The beginning of summer is sneaking up, and lately, I’ve been thinking about powerful endings. All of you have likely experienced the acute impression that a significant ending can stamp on our memory: graduation and the inevitable dispersing of longtime friends, returning for the first time to an empty nest after shipping off the last child to reach adulthood, even moving away from home for the first time to take the plunge on a seasonal job across the country. 

Many of you will be experiencing a profound ending in a few months as your summer winds down, the season ends, you and your friends scatter, and what will hopefully have been a summer that you’ll remember for the rest of your life will come to a close. If you are open to the new friendships, experiences, and memories that will offer themselves up, then the months ahead will be like a Great Hall in your memory, a place filled with laughter, escapades, and meaningful connections. When that Hall clears out, the silence fills the space, and maybe the first snows start to fall on your summer playground as it welcomes the long quiet months ahead and a much needed respite from the crowds and bustle of summer, you’ll feel deeply the void left by the season’s conclusion.

So why am I bringing this up now, and being a downer with my reflections on loss and endings? Because the greatest measure of how fully one has embraced an experience, a relationship, and the seasons of their lives is the breadth of the gap left by their endings. If you feel a bittersweet absence at the end of the season ahead, then there’s a good chance that you loved something about it, that you were open to embracing the opportunities and the people that fate put forward.

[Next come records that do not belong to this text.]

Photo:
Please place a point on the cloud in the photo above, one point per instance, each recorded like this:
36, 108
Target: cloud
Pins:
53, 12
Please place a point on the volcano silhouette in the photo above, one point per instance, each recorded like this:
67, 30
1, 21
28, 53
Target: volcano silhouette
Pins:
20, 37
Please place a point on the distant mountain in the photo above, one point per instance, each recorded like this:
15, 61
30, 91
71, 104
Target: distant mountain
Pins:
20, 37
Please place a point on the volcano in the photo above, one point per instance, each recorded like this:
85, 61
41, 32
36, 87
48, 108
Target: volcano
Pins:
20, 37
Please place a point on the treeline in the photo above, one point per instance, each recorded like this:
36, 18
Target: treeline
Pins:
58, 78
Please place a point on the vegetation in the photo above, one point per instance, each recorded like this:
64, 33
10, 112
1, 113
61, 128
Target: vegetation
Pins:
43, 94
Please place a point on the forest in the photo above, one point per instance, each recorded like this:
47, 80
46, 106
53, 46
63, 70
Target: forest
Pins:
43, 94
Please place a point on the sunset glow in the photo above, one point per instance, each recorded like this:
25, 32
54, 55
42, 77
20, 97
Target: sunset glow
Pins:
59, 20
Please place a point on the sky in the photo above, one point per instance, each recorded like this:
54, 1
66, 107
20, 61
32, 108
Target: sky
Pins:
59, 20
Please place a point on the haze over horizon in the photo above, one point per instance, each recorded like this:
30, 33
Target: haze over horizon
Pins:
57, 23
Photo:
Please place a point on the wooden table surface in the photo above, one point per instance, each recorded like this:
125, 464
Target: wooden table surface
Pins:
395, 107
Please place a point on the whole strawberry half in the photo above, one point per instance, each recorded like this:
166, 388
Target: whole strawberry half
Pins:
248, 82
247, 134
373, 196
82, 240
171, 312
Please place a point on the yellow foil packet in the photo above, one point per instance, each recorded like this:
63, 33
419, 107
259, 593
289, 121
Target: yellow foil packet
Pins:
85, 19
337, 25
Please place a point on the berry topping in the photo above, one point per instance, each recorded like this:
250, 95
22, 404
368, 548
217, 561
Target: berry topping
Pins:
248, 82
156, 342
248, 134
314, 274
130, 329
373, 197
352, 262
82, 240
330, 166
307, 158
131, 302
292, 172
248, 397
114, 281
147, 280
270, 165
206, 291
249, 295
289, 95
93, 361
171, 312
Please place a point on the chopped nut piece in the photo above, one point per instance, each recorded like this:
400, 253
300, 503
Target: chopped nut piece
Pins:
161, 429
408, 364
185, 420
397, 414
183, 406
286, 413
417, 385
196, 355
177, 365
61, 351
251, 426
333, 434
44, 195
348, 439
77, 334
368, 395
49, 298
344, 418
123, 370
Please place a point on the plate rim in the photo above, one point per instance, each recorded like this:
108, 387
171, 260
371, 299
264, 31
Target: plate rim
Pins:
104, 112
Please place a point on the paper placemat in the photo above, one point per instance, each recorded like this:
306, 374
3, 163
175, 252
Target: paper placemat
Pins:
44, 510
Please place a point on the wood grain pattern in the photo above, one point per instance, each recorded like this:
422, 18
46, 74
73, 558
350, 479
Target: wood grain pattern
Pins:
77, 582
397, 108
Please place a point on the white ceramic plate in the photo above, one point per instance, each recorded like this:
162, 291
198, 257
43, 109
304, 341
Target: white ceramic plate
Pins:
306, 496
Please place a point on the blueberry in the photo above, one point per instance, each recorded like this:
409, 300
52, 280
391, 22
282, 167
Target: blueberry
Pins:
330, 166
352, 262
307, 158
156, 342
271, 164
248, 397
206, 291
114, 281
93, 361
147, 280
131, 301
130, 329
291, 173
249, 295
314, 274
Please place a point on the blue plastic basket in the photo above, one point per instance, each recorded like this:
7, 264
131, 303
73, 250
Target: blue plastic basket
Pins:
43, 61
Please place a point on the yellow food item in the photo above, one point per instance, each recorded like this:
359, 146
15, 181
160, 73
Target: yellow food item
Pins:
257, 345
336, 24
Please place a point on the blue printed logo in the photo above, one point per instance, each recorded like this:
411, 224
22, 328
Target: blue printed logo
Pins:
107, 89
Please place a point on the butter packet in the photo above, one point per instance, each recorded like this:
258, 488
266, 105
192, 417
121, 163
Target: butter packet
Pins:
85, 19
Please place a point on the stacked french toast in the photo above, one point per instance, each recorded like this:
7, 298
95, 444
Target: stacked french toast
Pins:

So as you get comfortable in your homes for this summer, I encourage you all to be open, eager and maybe even push yourself a bit outside your newly established comfort zone. Take that hike after work even if you’re tired. Even though your crew is forming, saddle up next to the new person at lunch and become their very first friend. Go backpacking for the first time even if you don’t have every possible gadget and piece of gear you think you might need. Find the people in your community who know how to do the stuff you are interested in learning and ask if you can tag along.

Build a Great Hall, fill it with joy, friends, and experiences, and craft this season of your life to be one that you poured your heart into, one that you’re later reluctant to part with. After all, you’ll only get one Summer of 2019.

“Our story may have any number of endings but its start is a singular choice we make today.”